To determine the property tax estimates, the report looked at property tax data collected from county tax assessor offices nationwide at the state, city and county levels, along with estimated market values of single-family homes.

Because property tax rates vary so widely, a common way to compare tax rates is to look at the effective tax rate. An effective tax rate looks at how much a homeowner pays in taxes compared to the value of their home. Across the US, the report found that the effective property tax rate – an estimate of the average percentage of a property’s value that is paid annually in taxes – was 1.1% in 2020, down slightly from 1.14% in 2019.

States with the highest effective property tax rates in 2020 were New Jersey at 2.2%, followed by Illinois at 2.18%, Texas at 2.15%, Vermont at 1.97% and Connecticut at 1.92%. The other five states in the top ten included New Hampshire, New York, Pennsylvania, Ohio and Nebraska.

States with the lowest effective property tax rates last year were Hawaii at 0.37%, Alabama at 0.44%, West Virginia at 0.51%, Colorado at 0.54% and Utah at 0.54%.
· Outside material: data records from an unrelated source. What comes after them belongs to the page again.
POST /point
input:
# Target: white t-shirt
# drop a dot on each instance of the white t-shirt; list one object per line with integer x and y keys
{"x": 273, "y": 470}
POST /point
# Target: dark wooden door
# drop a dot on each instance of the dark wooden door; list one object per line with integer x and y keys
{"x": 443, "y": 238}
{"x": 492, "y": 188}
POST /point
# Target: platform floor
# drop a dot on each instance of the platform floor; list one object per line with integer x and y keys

New Jersey was also the state with the highest average property tax on a single-family home, at $9,196. That was more than ten times higher than the average tax in Alabama, which had the lowest average property tax at $841.

More than half of the cities that the report looked at showed property tax rates increasing faster than the national average. Those with the fastest increases included Salt Lake City, up 11.4%; San Francisco, up 11.1%; San Jose, up 10.8%; Seattle, up 10.3% and Atlanta, up 10.2%.

But the region with the highest effective tax rates in its cities is the Northeast, where 12 of the top 20 fastest rates were located.

There were 16 counties that had average annual property taxes of more than $10,000, including 12 in the New York City area.

The top five were Rockland County, New York, at $13,931; Marin County, California, at $13,257; Essex County, New Jersey, at $12,698; Nassau County, New York, at $12,386 and Bergen County, New Jersey, at $12,348.